One large class of red herring arguments involves shifting the argument from the substance to the people involved. Ad hominem arguments attack the arguer. Ad baculum arguments use threats. Ad populem arguments count numbers. Ad Hitlerian arguments accuse one side of being Nazis, or at least Nazi-like.
Argumentum ad hominem
My great-great-great-aunt Molly Elliott Seawell is a minor figure in the history of American letters. (Her former salon on P Street here in DC is on the Register of Historic Places.) The author of forty-something books, mostly boy’s adventure with some Graustarkian romance, she was famously attacked by Walt Whitman over her 1891 essay, “On the Absence of the Creative Faculty in Women.”
Yes, you read it right. And she was quite serious. A virulent anti-suffragette, Seawell denied that women had any intrinsic creativity. When the obvious counter-example came up, Seawell dismissed her own work as meritless — she was, after all, obviously only a woman.
Ad hominem arguments take a characteristic of an opponent and use that characteristic to discredit the argument. A mere insult doesn’t qualify. For example, “That jackass Joe is wrong because his facts are in error” contains an insult, but the insult isn’t part of the argument: the argument is the claim that Joe’s facts are in error. No ad hominem here.
“Joe is wrong because he is a jackass” contains the same insult, but now it’s ad hominem because the evidence that Joe is wrong is that he is a jackass. Joe may indeed be a jackass, for all we know, but that fact alone doesn’t establish that he’s incorrect.
But what if it does? If the personal characteristic does disqualify someone’s argument, or at least lessen its potency, is it still ad hominem?
Some years ago, I was asked to read a manuscript purporting to prove that relativity was false, and that only a conspiracy of physicists either too stupid or too venal to face the truth was keeping the veil of deceit intact. The author had a journalism degree and had interviewed exactly one scientist, evidently his source for the Einsteinian hoax revelation.
Is it logically incumbent on me to go through the arguments in that book step by step to refute them, or can I simply look at the skimpy credentialing and sourcing and use that as logical grounds to dismiss his argument from serious consideration?
My own answer is yes. In the unlikely event the argument has merit, it will sooner or later convince others. If the argument shows up again, this time in more credible mouths, it will be time for me to reassess.
So the first question is whether the claim is true, and the second question is whether the if-true claim actually discredits the substance of the argument. Which brings us back to Molly Elliott Seawell. Her proposition is, “My work is not creative because I am a woman.” The proposition “I am a woman” is true. It’s also possible that “My work is not creative” is true — I myself am not impressed with her literary gifts. If both propositions of the argument are true, is not the whole argument true?
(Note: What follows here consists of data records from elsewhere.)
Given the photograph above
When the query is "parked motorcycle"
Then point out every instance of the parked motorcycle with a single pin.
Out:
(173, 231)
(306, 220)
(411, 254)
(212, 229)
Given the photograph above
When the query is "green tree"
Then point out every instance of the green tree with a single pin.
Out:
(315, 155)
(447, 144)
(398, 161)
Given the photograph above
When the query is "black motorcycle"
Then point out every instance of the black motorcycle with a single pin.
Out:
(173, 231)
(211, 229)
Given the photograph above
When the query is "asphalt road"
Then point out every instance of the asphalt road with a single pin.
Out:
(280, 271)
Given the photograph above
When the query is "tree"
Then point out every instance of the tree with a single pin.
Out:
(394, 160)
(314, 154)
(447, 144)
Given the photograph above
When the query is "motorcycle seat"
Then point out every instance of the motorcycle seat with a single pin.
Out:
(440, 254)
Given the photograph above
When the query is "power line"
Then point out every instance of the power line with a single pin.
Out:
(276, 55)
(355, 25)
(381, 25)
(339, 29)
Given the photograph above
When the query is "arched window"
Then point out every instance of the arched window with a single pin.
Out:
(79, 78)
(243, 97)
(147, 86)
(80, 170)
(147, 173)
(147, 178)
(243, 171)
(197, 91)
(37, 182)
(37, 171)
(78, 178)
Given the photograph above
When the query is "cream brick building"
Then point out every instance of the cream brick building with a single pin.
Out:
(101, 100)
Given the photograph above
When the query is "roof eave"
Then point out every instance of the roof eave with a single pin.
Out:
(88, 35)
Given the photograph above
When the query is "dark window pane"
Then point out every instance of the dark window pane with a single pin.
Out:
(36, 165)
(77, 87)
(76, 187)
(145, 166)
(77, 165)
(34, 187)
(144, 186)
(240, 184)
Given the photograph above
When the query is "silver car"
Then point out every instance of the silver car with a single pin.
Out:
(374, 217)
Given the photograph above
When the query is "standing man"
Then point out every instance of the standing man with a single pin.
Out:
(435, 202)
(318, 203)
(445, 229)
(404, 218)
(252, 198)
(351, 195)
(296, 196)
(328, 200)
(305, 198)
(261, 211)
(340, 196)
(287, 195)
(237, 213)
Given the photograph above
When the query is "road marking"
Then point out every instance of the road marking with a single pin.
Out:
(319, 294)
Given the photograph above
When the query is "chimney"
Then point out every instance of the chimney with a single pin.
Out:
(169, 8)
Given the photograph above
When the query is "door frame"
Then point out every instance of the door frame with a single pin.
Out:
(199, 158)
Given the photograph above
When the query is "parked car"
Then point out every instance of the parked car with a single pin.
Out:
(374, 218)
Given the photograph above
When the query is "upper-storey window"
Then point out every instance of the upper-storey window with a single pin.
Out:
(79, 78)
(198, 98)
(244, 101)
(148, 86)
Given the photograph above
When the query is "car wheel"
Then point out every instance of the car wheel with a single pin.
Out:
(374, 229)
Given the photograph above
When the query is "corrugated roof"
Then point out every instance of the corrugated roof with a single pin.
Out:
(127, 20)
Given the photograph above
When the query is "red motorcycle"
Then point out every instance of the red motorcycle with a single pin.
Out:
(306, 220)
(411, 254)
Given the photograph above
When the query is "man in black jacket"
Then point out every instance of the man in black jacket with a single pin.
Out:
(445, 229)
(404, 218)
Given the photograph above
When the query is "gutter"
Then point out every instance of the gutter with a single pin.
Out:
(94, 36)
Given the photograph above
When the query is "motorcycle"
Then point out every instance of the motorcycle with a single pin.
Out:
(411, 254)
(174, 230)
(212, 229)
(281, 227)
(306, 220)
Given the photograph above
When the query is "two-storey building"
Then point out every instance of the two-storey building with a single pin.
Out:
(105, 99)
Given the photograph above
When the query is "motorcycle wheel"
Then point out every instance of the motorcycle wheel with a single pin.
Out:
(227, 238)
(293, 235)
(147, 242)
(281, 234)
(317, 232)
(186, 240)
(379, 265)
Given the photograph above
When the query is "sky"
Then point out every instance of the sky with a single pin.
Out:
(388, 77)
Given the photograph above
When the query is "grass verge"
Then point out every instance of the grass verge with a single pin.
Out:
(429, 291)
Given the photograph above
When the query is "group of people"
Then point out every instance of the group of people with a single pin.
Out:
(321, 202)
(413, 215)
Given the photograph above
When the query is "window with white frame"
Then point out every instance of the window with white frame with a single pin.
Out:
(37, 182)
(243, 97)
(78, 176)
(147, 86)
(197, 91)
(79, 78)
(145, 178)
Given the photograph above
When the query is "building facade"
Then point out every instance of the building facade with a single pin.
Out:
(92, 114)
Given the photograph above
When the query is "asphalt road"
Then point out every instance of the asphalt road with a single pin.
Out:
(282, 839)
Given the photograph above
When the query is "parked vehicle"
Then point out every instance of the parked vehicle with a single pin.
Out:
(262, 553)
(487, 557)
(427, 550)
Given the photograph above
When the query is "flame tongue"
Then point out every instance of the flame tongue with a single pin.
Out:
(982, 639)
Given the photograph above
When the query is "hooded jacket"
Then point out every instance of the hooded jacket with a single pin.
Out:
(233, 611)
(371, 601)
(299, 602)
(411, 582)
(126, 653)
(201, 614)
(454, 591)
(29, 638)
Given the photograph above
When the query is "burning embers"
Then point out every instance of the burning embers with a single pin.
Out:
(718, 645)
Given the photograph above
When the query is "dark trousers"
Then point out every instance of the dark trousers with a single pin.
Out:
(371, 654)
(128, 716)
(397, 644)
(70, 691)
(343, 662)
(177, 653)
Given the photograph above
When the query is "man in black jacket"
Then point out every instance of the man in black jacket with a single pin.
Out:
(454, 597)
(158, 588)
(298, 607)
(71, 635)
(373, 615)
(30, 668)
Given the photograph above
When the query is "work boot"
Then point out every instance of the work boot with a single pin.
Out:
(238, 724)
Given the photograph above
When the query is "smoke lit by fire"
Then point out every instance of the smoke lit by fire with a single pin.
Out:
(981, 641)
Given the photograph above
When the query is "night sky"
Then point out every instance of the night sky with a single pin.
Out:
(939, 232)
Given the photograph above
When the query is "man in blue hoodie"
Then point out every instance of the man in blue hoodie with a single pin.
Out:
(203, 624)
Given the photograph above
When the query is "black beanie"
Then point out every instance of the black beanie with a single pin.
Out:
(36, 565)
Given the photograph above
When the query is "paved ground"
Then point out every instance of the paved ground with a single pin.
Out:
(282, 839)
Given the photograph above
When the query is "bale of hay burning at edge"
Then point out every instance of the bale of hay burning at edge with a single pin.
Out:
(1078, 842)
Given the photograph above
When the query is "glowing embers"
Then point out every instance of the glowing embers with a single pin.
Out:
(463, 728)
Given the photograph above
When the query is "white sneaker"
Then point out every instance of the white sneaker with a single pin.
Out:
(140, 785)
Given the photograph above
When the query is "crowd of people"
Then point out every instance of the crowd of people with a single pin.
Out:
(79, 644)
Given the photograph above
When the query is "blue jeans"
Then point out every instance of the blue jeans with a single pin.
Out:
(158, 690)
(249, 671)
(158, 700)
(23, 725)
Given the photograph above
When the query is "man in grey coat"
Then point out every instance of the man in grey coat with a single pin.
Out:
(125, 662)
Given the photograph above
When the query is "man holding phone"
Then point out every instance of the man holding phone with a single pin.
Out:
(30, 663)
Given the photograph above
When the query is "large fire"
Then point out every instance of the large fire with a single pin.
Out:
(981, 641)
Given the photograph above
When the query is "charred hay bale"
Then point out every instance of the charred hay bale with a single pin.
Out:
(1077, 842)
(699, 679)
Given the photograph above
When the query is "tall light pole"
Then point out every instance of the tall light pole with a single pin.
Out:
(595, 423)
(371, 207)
The problem here is “because.” You can’t assume such a connection. If you want to assert it, you have to offer proof, in this case, that there is not only a correlation, but a causation.
Properly, the burden of proof lies on the shoulders of the side that claims the linkage. If it’s a valid linkage, you ought to be able to prove it, not just claim it. What criteria measure creativity? Are those criteria objectively valid (or at least acceptable by both sides)? What is the actual distribution among women and men? If there are differences, are they statistically significant? Have alternate explanations and theories to account for any significant differences been explored?
That’s a high burden of proof, but it’s fair. If you argue against a proposition by arguing against the person, it’s your responsibility to prove it’s not ad hominem, and if you fail, the argument’s a fallacy.
To me, Seawell’s claim is clearly ad hominem because the claim that her womanhood compromised her creative mechanism is on the face of it ridiculous. It can’t be accepted at face value; the burden of proof weighs heavily against the proposition. But that’s not the way she saw it. Her world (and her books) were filled with subservient Negroes and noble white boys. That was the way of the world, and it thus meant the burden of proof fell on the other side. The general wisdom said that women were creatively inferior; she had popular opinion on her side. But that’s argumentum ad populem, a fallacy for another day.